Je tentai d’expliquer ce qui pouvait l’être en un temps aussi limité, en particulier le déchiffrage et l’apprentissage par cœur de toccatas et fugues de Bach.
– La prochaine fois, vous nous jouerez celle que vous être en train d’apprendre, celle… en quoi, déjà ?
– Fa majeur, glissa Adam. Elle a une partie de pédalier redoutable. Vous la jouez de la main gauche, je suppose quand vous n’avez pas d’orgue sous le pied ?
Adam aussi était belge.
– Et à part Bach, vous jouez qui ? demanda Rita.
– Personne. Je ne suis pas très bon et Bach peut se jouer lentement.

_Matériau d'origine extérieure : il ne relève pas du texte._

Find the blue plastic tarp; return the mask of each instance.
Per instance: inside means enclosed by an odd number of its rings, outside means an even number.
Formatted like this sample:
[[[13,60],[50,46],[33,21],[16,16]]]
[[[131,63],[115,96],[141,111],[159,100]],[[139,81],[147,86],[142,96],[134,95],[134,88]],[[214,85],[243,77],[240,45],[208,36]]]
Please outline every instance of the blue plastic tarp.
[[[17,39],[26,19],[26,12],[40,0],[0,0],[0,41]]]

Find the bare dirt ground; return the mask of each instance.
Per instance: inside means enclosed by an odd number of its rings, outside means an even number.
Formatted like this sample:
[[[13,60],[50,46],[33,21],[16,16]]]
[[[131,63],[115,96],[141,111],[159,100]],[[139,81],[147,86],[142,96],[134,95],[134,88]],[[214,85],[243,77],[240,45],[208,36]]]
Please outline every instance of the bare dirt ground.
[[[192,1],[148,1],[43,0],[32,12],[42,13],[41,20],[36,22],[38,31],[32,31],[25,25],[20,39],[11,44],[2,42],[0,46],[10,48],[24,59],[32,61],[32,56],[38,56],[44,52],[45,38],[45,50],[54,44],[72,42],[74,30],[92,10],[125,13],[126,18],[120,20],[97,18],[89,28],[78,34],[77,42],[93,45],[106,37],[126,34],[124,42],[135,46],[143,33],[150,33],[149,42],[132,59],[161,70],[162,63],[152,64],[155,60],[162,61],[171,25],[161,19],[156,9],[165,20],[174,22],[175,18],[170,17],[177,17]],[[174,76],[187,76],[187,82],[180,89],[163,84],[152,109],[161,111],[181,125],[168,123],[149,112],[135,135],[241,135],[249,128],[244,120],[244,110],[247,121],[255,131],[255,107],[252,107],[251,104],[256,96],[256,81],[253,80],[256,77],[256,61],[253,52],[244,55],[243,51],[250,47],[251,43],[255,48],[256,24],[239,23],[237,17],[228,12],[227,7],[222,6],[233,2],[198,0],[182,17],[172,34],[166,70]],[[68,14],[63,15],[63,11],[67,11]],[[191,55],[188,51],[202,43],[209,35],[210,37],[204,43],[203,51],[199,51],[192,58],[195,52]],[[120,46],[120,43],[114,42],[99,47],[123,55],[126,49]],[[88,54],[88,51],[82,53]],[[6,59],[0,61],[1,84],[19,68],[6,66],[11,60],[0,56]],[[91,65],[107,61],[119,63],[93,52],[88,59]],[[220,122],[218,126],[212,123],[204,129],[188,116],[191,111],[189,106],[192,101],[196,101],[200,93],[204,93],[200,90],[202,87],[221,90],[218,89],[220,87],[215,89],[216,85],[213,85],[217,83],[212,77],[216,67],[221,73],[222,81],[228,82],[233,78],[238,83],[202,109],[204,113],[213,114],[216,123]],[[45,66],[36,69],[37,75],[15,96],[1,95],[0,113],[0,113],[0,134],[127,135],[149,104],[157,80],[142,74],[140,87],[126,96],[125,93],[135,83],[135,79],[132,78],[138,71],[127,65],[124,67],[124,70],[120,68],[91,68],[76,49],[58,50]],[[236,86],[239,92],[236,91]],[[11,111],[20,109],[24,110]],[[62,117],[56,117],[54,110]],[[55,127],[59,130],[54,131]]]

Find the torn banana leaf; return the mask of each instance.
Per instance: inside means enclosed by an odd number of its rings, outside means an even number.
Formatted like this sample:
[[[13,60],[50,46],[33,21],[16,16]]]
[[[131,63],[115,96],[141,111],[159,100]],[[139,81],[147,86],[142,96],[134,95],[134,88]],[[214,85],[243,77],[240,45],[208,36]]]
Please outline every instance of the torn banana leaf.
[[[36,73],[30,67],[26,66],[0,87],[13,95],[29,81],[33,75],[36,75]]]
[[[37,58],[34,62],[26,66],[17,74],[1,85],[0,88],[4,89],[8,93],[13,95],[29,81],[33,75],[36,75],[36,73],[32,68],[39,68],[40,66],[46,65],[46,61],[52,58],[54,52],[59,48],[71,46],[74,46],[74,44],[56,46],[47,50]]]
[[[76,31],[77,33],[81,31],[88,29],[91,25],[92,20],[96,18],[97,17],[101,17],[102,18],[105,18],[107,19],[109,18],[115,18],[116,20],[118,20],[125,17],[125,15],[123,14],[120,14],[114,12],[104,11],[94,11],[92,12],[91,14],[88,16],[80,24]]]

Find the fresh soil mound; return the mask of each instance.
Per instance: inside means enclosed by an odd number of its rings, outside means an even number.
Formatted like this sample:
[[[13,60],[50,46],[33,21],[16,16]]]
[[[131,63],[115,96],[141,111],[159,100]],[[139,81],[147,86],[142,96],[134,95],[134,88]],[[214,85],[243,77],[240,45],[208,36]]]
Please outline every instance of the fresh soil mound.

Surtout depuis Glenn Gould. – Je regardai la pendule murale, une transition comme une autre vers une des formules indiquant qu’il est l’heure, que le moment est venu, qu’il faut prendre du souci, que c’est pas tout ça mais… et je changeai de place ma serviette, autre signe annonçant un déplacement – Eh bien, mes amis, dis-je en déplaçant le mug, je vous le donne en vrac : il est l’heure, le moment est venu, il faut prendre du souci, c’est pas tout ça mais…
– Vous sauriez demander la nationalité belge, savez-vous, dit Rita sur le ton dont j’avais déjà signalé la caractéristique.
Nous nous embrassâmes comme on peut s’embrasser dans la salle du petit-déjeuner d’un hôtel breton.
– La brume s’est levée, nous allons savoir éviter les fossés.
Tels furent les derniers mots de Rita.